Thousands of low paid workers have been hit by wage cuts this year, due to contract changes, termination of Bank Holiday pay and elimination of ‘unsocial hours’ allowances.

“These changes have been made around the introduction of the new higher basic rate of pay, as an opportunity to cut costs,” said Julie.

“We want to raise awareness of the fact that thousands of people, who are already on low pay, are receiving a pay cut – and we are hoping the new single will help do just that.

“Many thousands of people in my constituency, and across Sunderland, work in food production, restaurant hospitality and retail – the industries most affected by the cuts.”

The National Living Rage single was recorded earlier this month and is based on the charity song Do They Know It’s Christmas? – with new lyrics to publicise the plight of shop workers.

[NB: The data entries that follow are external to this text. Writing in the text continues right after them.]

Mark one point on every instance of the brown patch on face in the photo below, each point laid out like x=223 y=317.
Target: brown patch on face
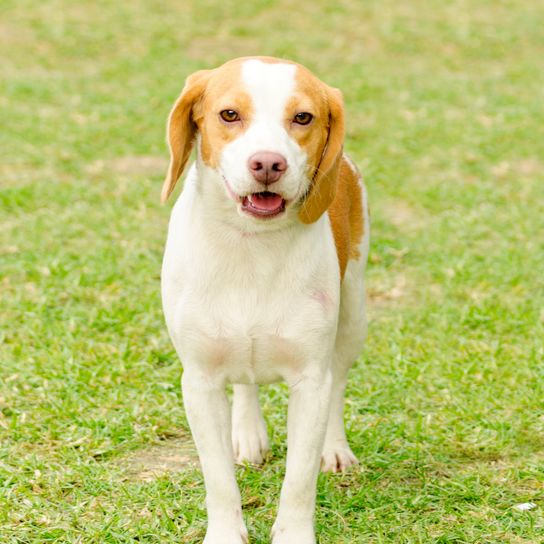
x=322 y=139
x=225 y=91
x=346 y=215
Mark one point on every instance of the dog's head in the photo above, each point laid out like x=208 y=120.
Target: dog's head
x=269 y=129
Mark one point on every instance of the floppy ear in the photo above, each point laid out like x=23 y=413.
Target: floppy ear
x=323 y=186
x=181 y=129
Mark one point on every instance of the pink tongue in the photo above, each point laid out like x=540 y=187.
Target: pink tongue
x=268 y=202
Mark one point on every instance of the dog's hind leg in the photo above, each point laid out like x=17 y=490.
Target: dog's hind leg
x=249 y=437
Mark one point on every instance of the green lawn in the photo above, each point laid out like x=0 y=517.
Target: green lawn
x=445 y=115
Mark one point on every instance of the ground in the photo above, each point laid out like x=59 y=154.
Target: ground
x=445 y=117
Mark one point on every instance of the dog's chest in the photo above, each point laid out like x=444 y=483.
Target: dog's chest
x=248 y=310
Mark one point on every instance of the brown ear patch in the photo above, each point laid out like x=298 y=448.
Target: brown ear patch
x=323 y=185
x=181 y=129
x=346 y=215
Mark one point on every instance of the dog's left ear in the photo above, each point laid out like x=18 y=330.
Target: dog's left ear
x=181 y=128
x=323 y=186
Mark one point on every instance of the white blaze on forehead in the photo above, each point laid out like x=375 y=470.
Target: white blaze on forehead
x=270 y=86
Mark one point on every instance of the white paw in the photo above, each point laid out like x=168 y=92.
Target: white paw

All profits from the single, which was launched on Wednesday, will go to the Band Aid Trust.

“This is a campaign song to make sure everyone knows about the pay cuts in their shops and coffee shops. It is not a charity single, although we are glad that proceeds will go the Band Aid Trust. Shop workers want justice and fair pay, not charity,” said Julie.

“With in-work poverty creeping up, the scandal of low-paid Britain is more worrying than ever. Our biggest and best companies have a responsibility to treat their loyal staff with respect.

“We know that the public are getting angrier, with a quarter of a million people signing national petitions against these pay cuts. However, despite this, we are discovering more and more companies issuing new contracts with reduced pay.

“If companies do not stop the practice of tearing up old contracts and reducing total pay, then the government must intervene. We are calling on company Boards to reverse their decisions at their Board meetings in January.”